Description
after a thread on the audiogames.net forum regarding speech dispatcher not working, therefore user is left without a way to use their computer in graphical mode, I concluded that, regardless how good speech dispatcher may be from a unix philosophi standpoint, it's made of many moving parts, two many imho, any of which can bring the entire system down, simply by failing. In a world where speech is the only way for visually impaired people to use a computer therefore as critical as the GPU for sighted users, having it fail on us is simply inacceptable. Dear readers with some kind of sight, would you like your screen to go black simply because the shader cache was full for example? Also, graphics are integrated everywhere in the stack while speech isn't, but that's another discussion for another time. So then, as I'm sure you won't like that, why should we have to deal with it? I took this idea from screenreaders like nvda and fenrir for the tty, where there's a speech abstraction inside the sr itself, not speech dispatcher.

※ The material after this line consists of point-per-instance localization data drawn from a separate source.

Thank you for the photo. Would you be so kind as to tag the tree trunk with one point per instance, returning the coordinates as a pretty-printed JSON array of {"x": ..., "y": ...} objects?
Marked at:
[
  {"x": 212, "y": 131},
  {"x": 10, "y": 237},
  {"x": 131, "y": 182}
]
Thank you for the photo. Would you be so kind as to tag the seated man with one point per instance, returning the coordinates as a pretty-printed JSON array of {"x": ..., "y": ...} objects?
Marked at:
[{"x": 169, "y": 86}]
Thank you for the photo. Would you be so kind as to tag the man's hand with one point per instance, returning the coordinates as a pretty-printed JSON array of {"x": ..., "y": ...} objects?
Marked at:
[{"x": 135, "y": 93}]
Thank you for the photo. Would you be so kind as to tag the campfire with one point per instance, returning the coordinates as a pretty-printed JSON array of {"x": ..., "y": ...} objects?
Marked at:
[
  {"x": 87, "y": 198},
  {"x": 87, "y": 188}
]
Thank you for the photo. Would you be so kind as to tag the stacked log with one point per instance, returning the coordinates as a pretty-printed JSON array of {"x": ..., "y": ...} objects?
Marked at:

Then, there are different backends facilitating speech, which eventually perhaps give back pcm wave data to the sr, which gets processed by some internal systems, for example direct interaction with pipewire. So, in this case, we would use a rust trait to abstract away the concrete implementation of the backend speech provider, then probably the sr would use Box<dyn SpeechProvider>
as the interface through which to deliver speech to the user. For now, this is the draft I want to propose for this, feel free to modify it and suggest improvements, as this one is probably here to stay after it'll be implemented
pub trait SpeechProvider: Sized {
type Configurator;
type Error;
type Buffer;
fn init_speaker(cfg: Self::Configurator) -> Result<Self, Self::Error>;
fn speak<T>(&self, text: T) -> Result<Self::Buffer, Self::Error>
where
T: AsRef<str>;
fn pause(&self) -> Result<(), Self::Error>;
fn stop(&self) -> Result<(), Self::Error>;
//configuration specific methods like set_volume, get_volume, set_pitch, etc are not required because the configurator is backend specific and will load values in the init method, this is ment to be called each time the configuration is supposed to change.
fn reload_configuration(self, cfg: Self::Configurator) -> Result<Self, Self::Error>;
}
For now, here are a few things the current implementation doesn't explain:
- loading the right speech provider based on configuration and populating the middleware with it. Define mechanism that would fit inside rust's typesystem, such as enum dispatch and dynamic dispatch
- loading the right provider specific configuration
- where is that located?
- should it be standardised, or anywhere the config crate can find it?
- how are changes to it tracked?
- do we allow implementations to define their own format, or do we inforce toml everywhere?
- loading the right provider specific configuration
- buffer handling
- do we introduce synthizer now?
- how do we pass the buffer over? rust isn't a dynamically typed language, so how do we interract with the buffer type? Is an associated type even a good mechanism, given what we want to do?
- as to the functionality of the buffer itself, do we treat it like a vec, or do we make an additional buffer trait that has a method which returns an iterator of float values?
- or maybe we should implement pipewire access directly
- do we allow custom sample rates, or define a static one?